The trick is doing it correctly. Wikidata entries that get rejected or reverted usually fail because they cite only the entity's own website rather than independent sources. The fix is to build the Wikidata entry around what other sources say about the entity — third-party industry directories, news mentions, regulatory registers, verified profiles on other platforms.
5. Corroboration through independent sources
Beyond the structured-data layer, knowledge panels form when independent sources corroborate the entity's identity in language that's consistent with what the entity is asserting about itself.
This is where most "knowledge panel campaigns" stall, because it's where the work gets harder than copy-pasting schema markup. The corroboration needs to be:
- Independent — not the entity's own website, not pages the entity controls
- Structured — written in a way that mirrors the entity's identity (same name, same role, same category)
- Authoritative — sources Google already trusts
- Reasonably distributed — multiple sources, not just one; ideally across categories (a directory, a news mention, an industry association, a profile on a partner platform)
6. The AI search bonus
Once the knowledge panel forms, the secondary effect — the part that's underweighted in most SEO playbooks — is the lift in AI-search recommendation.

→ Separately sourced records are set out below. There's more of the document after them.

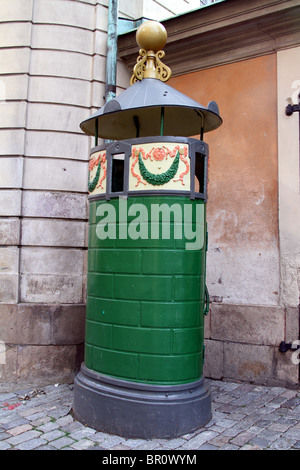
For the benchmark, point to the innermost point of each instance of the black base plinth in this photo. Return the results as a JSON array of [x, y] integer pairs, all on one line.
[[136, 410]]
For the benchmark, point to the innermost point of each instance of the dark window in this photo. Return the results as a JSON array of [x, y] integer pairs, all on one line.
[[117, 183], [199, 172]]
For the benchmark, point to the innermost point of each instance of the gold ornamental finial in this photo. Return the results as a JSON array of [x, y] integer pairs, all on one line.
[[151, 37]]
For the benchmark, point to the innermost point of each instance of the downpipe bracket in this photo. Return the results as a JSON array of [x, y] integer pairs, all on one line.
[[284, 347]]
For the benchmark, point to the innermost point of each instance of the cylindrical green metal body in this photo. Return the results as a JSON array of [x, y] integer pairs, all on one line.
[[145, 295]]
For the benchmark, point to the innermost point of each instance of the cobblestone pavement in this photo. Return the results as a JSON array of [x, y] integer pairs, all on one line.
[[245, 417]]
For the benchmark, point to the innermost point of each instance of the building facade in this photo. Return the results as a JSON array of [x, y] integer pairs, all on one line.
[[53, 73]]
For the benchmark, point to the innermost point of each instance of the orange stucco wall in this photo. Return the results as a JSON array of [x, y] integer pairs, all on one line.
[[243, 180]]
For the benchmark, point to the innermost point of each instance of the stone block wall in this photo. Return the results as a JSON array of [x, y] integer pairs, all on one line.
[[52, 77], [241, 343]]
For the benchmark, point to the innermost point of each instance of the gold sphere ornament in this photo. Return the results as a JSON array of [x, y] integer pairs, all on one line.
[[151, 35]]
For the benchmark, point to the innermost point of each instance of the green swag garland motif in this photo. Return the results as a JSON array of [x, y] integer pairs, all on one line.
[[162, 178], [92, 184]]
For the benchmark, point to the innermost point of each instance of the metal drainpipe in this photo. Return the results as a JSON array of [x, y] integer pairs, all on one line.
[[112, 46]]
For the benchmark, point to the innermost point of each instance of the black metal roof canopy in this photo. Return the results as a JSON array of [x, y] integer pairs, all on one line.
[[150, 107], [137, 113]]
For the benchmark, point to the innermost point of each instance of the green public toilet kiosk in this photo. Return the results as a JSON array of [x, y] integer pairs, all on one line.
[[142, 375]]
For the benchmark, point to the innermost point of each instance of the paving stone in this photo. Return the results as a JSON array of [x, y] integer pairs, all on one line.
[[62, 442], [31, 444], [26, 436], [197, 441], [5, 446], [53, 435], [242, 438], [19, 429], [83, 444]]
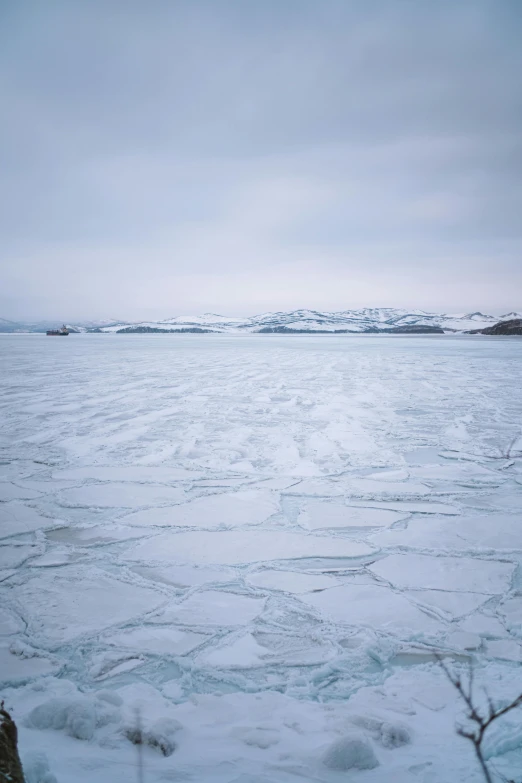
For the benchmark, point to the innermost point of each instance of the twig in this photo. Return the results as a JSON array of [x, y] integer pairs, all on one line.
[[482, 722]]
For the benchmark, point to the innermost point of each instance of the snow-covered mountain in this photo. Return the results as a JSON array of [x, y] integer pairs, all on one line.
[[365, 320], [380, 319]]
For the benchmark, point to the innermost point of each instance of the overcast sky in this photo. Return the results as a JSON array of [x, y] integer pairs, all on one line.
[[164, 157]]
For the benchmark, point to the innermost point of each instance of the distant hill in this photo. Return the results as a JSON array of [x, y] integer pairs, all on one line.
[[367, 320], [513, 326]]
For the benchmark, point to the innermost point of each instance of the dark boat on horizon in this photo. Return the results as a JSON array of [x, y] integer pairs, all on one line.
[[63, 332]]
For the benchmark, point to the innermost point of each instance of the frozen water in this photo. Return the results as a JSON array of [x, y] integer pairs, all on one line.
[[230, 547], [492, 531], [291, 581], [366, 605], [317, 515], [120, 495], [10, 491], [213, 608], [158, 641], [79, 600], [226, 510], [16, 519], [445, 573], [258, 542]]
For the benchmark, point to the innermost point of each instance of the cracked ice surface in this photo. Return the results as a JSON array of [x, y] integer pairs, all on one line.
[[259, 542]]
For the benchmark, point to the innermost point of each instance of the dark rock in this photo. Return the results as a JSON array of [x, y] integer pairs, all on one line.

ChatGPT, Claude, Gemini and Perplexity all draw on the same underlying entity confidence signals that Google uses, and a service business with a knowledge panel is meaningfully more likely to be named when those models answer "who's the best [category] in [city]" or similar high-intent queries.
For most service businesses in 2026, AI-search referrals are still a small fraction of total traffic — but the fraction is growing fast, and it's growing especially fast at the high-intent end of the funnel where the user is asking for a specific recommendation rather than browsing options.
What to expect, and how long it takes
For a clean entity foundation that Google has the right signals for, knowledge panels typically form three to nine months after the supporting infrastructure is in place. For an entity with a confused identity history — multiple business names, inconsistent citations, weak third-party presence — it can take twelve to eighteen months and require active cleanup of the old confusion before the new identity stabilises.
Knowledge panels in 2026 are less about ranking better in Google and more about being recommendable inside the AI search engines that are quietly absorbing the high-intent end of the funnel.
This is the work I'd do for any service business serious about being findable in the next five years — not as a one-off SEO project, but as the structural foundation that everything else compounds on top of.